With the current market pullback recently, some people have got a “margin call”. They have to, either add more money or liquidate their investment (meaning sell in low price).
For those who don’t know, “margin” basically means borrow money from your broker to invest. On the one hand, using a margin can accelerate our return. On the other hand, there is a greater risk when we have market pullback, just what we had recently.
Let’s take an example: suppose that we invest $10,000. Using a 2:1 margin ratio, we can invest up to $20,000. Let’s assume that we invest the whole $20,000.
Scenario 1: Our investment goes up by 50%. Our balance is now $30,000. It means we have a profit of $10,000; so our return of investment is 100%. Remember that our original principal is $10,000.
Scenario 2: Our investment goes down by 50%. Our balance is now $10,000. Since we still “owe” our broker $10,000. we lost all of our principal money.

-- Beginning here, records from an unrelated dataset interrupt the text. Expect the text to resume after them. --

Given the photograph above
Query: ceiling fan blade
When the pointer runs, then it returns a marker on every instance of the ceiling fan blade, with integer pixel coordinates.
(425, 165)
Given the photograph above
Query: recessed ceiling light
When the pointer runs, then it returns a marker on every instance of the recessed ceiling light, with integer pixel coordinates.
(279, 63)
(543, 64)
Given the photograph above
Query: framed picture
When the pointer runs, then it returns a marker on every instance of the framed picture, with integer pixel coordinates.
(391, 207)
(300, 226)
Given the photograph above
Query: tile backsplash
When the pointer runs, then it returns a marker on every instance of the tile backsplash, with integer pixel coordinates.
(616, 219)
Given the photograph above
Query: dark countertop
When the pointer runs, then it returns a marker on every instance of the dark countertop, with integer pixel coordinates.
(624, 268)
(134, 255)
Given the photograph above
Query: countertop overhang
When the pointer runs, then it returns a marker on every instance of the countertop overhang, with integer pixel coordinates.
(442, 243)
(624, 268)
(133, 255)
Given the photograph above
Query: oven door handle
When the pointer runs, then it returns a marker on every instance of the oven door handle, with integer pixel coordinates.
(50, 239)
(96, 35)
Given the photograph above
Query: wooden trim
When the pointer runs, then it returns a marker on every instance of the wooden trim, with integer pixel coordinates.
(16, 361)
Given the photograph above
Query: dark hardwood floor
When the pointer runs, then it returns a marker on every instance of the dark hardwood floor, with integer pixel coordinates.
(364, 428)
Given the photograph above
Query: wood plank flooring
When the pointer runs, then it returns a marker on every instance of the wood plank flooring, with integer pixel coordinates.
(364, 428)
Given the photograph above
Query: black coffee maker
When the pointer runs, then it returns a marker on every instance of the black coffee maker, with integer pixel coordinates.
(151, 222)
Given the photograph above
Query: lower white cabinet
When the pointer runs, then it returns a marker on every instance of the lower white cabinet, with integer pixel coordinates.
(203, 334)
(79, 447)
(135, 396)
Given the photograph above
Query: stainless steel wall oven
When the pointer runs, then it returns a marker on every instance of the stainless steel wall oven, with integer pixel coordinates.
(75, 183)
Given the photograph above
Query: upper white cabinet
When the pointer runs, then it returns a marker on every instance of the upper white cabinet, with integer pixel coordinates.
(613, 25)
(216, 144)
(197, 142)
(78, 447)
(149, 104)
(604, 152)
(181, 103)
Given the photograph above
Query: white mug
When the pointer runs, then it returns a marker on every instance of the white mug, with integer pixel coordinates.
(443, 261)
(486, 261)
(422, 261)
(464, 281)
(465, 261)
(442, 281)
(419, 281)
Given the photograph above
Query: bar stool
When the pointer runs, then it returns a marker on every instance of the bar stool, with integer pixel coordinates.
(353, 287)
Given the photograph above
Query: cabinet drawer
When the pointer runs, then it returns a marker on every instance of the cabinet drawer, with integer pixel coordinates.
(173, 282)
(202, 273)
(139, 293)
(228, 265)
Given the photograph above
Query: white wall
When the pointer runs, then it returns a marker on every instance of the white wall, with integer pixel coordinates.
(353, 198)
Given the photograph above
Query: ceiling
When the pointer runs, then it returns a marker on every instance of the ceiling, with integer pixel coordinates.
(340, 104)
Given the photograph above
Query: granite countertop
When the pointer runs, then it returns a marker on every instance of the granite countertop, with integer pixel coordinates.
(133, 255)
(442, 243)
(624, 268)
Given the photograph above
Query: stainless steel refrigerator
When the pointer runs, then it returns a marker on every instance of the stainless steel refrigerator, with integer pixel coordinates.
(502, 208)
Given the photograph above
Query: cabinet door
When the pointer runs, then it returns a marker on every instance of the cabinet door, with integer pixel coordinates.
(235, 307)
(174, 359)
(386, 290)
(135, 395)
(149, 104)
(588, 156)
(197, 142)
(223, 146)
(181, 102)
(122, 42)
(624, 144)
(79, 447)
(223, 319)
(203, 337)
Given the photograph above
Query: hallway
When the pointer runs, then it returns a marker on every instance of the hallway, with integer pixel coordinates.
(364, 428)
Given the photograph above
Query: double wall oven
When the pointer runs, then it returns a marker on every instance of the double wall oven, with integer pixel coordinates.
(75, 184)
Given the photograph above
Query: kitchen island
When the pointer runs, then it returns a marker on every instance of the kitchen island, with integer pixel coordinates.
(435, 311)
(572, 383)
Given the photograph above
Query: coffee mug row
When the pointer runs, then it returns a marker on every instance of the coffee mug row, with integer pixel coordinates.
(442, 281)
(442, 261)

In other words, our return is –100%.
Usually, you won’t be able to lost all of your principal when investing using a margin. Your broker usually will do “margin call” if your margin ratio dropped below a certain level. For example, if your broker allows up to 3:1 margin ratio, once your principal is less than 33% of your total investment; they will call you.
Getting a margin call is always not a good experience. Sometimes, we have to sell our investment in a very low price.